Pero si de entre las diversas maneras de predicar la Palabra de Dios, alguna vez parezca que deba preferirse la de dirigirse a los no católicos, no en los templos sino en algún lugar adecuado, sin buscar las controversias sino conversando amigablemente, esto ciertamente no merece reprensión alguna; pero, sean destinados a esto por la autoridad de los obispos aquellos cuya ciencia y virtud probadas les sean de antemano conocidas.

Creemos que hay muchos entre vosotros que están separados de la verdad católica más por ignorancia que por mala voluntad; a estos los conducirá quizás más fácilmente al único rebaño de Cristo quien les presente la verdad como un amigo y con una predicación familiar.

Así pues, por todo lo que acabamos de decir, es evidente, querido hijo Nuestro, que no podemos aprobar aquellas opiniones que en conjunto son llamadas por algunos con el nombre de “americanismo”.

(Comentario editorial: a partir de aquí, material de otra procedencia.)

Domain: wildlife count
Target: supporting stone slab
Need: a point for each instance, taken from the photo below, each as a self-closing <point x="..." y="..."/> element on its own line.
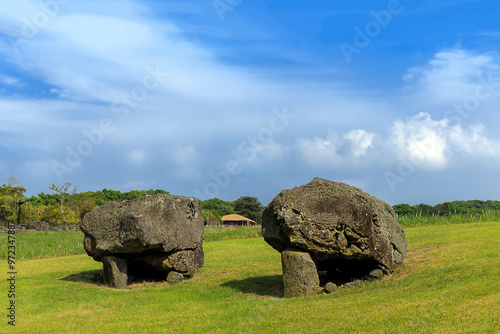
<point x="115" y="272"/>
<point x="300" y="276"/>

Sin embargo, si por este nombre se quiere significar el conjunto de dones espirituales que adornan a los pueblos de América, así como otros a otras naciones, o si, además, por este nombre se designa vuestra condición política y las leyes y costumbres por las cuales sois gobernados, no hay ninguna razón para que lo rechacemos. Pero si por este nombre no sólo se quiere aludir a las doctrinas arriba mencionadas, sino que se las exalta, ¿qué duda habrá de que nuestros venerables hermanos, los obispos de América, serán los primeros en repudiarlo y condenarlo como algo sumamente injurioso para ellos mismos y para todo su país? Pues suscita la sospecha de que hay entre vosotros quienes se forjan y desean en América una Iglesia distinta de la que existe en todas las demás regiones.

Pero la Iglesia es una, tanto por su unidad de Doctrina como por su unidad de régimen, y ésta es la Iglesia Católica: y, puesto que Dios estableció su centro y fundamento en la Cátedra de San Pedro, con razón es llamada Romana, porque “donde está Pedro allí está la Iglesia” (Ambrosio, In Ps.11,57). Por eso, si alguien desea recibir el nombre de católico, debe ser capaz de decir de corazón las mismas palabras que Jerónimo dirigió al Papa Dámaso: “Yo, no siguiendo a nadie antes que a Cristo, estoy unido en comunión con Su Santidad, esto es, con la Cátedra de Pedro; sé que la Iglesia ha sido edificada sobre esa piedra y que quien no recoge contigo, desparrama”.

Estas instrucciones que os damos, querido hijo Nuestro, en cumplimiento de nuestro deber, en una carta especial, tomaremos el cuidado de que sean comunicadas también al resto de obispos de los Estados Unidos, testimoniando una vez más el amor con el que abrazamos a todo vuestro país, un país que así como en tiempos pasados ha hecho tanto por la causa de la religión, con la feliz ayuda de Dios hará aún mayores cosas en adelante.

Para vos y para todos los fieles de América impartimos con gran amor, como promesa de la asistencia divina, nuestra bendición apostólica.

Dado en Roma, junto a San Pedro, el día 22 de enero del año 1899, vigésimo primero de nuestro pontificado.